This let me know I’d be able to draw various images once I had them written in that format, but I wondered if I could add more depth to the image and use gradients by scanning certain areas more frequently than others. Key visualizer provides outputs in 15 minute windows. If my job has the input .7 for a range, it would have a 70% chance to scan that range. With hundreds of scans in each window, I hoped the usage would respond accordingly. I tried a scan with the CSV below and was happy to see I would be able to include depth in my images.
Once I knew the capabilities of the key visualizer, I did a bit of math and scripting to take any image and convert it into the CSV needed. I wrote a handy CodePen to do this, so I could have easy access to add more images. I also added an input for the amount of hours which determines the quality of the image produced .

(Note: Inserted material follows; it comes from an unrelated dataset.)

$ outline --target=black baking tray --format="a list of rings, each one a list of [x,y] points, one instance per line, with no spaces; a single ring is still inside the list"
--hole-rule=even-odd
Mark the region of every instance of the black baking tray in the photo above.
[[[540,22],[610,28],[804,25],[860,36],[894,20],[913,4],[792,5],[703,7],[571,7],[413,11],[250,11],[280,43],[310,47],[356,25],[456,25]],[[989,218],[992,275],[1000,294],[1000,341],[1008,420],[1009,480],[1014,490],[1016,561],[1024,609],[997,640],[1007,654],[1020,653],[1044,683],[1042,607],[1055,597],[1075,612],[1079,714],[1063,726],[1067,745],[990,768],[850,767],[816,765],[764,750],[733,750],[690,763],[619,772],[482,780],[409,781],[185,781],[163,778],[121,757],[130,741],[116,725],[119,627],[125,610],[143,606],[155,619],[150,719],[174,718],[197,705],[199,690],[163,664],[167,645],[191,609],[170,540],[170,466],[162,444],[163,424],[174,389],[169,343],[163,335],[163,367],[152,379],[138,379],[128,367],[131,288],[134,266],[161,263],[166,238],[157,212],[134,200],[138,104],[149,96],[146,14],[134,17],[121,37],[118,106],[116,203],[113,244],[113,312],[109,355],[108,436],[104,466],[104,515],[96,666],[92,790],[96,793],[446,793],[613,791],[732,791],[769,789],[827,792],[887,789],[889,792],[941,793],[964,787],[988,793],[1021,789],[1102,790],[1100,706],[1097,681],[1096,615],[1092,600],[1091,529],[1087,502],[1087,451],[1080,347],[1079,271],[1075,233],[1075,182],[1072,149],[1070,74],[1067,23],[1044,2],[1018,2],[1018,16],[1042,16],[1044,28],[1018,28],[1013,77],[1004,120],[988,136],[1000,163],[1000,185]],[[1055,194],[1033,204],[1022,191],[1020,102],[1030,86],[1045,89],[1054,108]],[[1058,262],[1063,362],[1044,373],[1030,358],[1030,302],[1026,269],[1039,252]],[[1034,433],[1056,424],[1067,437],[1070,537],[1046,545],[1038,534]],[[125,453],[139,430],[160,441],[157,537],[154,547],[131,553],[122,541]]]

Once I have that image created and uploaded to a public bucket, I run a pipeline that does the following:
- Download the image CSV
- Divide all the rowkeys evenly based on the dimensions of the CSV
- Create a scan based on several rowkey ranges – In order to get different intensities/depths in the visualizer, use the pixel values in the CSV to conditionally use the specific ranges
- Scan the table
- Repeat this every second, moving on to the next column every 15 minutes (the minimum width of each monitoring update)
You can also view and run the ReadData pipeline from Github.
And then…. I waited! In order to get the highest quality images, the images needed to generate over a few days. The key visualizer gives updates in 15 minute intervals, each additional pixel of image width took 15 minutes. The image height is determined by the number of tablets which is around 1 per gigabyte stored, which is pretty large, so it isn’t a huge constraint here. If you followed along at home with a smaller table, your image quality will be lower, but should still be recognizable.
I set up a few tables and jobs to run at the same time, so I could get more results, and here they are:
There are several parameters you can play with. Brightness changes the scaling of the image, which is helpful if you want to take an in-depth look at a smaller area.
You can also adjust which metric is displayed. “Read bytes client” seems to produce smooth images while “Ops” produces images with more lines which can look really cool on some images.
And finally, if you are as big a fan of drag and RuPaul’s drag race as me, then you’ll understand why I had to immortalize the queen of drag in the key visualizer as well.